A Case of Isolated Oculomotor Nerve Palsy in Systemic Lupus Erythematosus

AUTHORS:
Ganesh Maniam, MBA • Ryan Dean, MBA • Ilya Ivyanskiy, MD • Moutasim Souliman, MD • Rahul Chandra, MD • Nicole Davey-Ranasinghe, MD • Tarek Nagiub, MD

AFFILIATIONS:
Texas Tech University Health Sciences Center at Amarillo, Texas

CITATION:
Maniam G, Dean R, Ivyanskiy I, Souliman M, Chandra R, Davey-Ranasinghe N, Naguib MT. A case of isolated oculomotor nerve palsy in systemic lupus erythematosus. Consultant. 2021; 61(3):e26-e28. doi: 10.25270/con.2020.04.00009

Received November 25, 2019. Accepted March 27, 2020. Published online April 10, 2020.

DISCLOSURES:
The authors report no relevant financial relationships.

CORRESPONDENCE:
Ganesh Maniam, MBA, Texas Tech Internal Medicine at Amarillo, 1400 S Coulter St, Amarillo, TX 79106 (ganeshmaniam@gmail.com)

 

A 47-year-old woman with a history of systemic lupus erythematosus (SLE) presented for neurologic evaluation due to diplopia and ptosis that she had noted upon awakening 2 days earlier. Physical examination demonstrated the left eye to be deviated downward and laterally, with a nonreactive pupil; the right eye and the remainder of the cranial nerves tested normally.

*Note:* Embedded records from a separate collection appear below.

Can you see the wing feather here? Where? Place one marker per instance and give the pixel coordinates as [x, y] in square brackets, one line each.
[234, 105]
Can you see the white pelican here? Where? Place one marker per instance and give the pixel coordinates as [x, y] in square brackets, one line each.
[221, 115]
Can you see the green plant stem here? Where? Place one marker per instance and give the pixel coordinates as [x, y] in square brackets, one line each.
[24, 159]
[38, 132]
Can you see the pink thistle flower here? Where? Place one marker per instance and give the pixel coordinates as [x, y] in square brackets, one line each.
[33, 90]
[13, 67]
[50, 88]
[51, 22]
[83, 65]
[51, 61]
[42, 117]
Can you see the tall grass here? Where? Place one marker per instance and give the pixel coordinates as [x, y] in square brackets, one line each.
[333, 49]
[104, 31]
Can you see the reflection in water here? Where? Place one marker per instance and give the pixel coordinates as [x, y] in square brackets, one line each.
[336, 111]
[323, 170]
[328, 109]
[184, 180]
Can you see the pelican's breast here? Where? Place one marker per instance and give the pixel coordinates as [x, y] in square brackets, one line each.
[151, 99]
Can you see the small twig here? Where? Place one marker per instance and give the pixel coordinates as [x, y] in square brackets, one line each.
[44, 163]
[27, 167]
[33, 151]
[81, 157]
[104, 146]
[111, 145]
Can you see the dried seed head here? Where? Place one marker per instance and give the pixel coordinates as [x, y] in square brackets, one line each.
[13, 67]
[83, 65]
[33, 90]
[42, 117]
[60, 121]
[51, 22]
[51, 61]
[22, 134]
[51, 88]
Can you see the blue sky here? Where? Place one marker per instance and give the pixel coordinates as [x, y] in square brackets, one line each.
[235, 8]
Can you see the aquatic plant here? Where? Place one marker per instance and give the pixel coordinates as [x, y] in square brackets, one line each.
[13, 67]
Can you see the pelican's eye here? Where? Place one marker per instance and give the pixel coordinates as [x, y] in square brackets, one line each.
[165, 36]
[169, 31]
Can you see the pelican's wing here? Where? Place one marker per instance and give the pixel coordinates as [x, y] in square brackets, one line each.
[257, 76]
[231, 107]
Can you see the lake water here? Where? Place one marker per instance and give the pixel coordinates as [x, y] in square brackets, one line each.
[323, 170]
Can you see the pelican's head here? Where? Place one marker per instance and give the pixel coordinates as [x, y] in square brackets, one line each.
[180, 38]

The patient confirmed having headache and fatigue but denied having facial numbness, dysphagia, dysarthria, sunlight sensitivity, hypertension, or kidney involvement. She was not on any medications for SLE—she had stopped taking hydroxychloroquine therapy 2 years previously because of her concern that it may cause retinopathy. Her disease appeared to be in remission, because her symptoms prior to this episode had been mild. However, she had not been regularly seeing a rheumatologist or other clinicians. Her previous symptoms of SLE had included cutaneous manifestations, mild arthralgias, hair loss, oral ulcers, headache, fatigue, and pleurisy.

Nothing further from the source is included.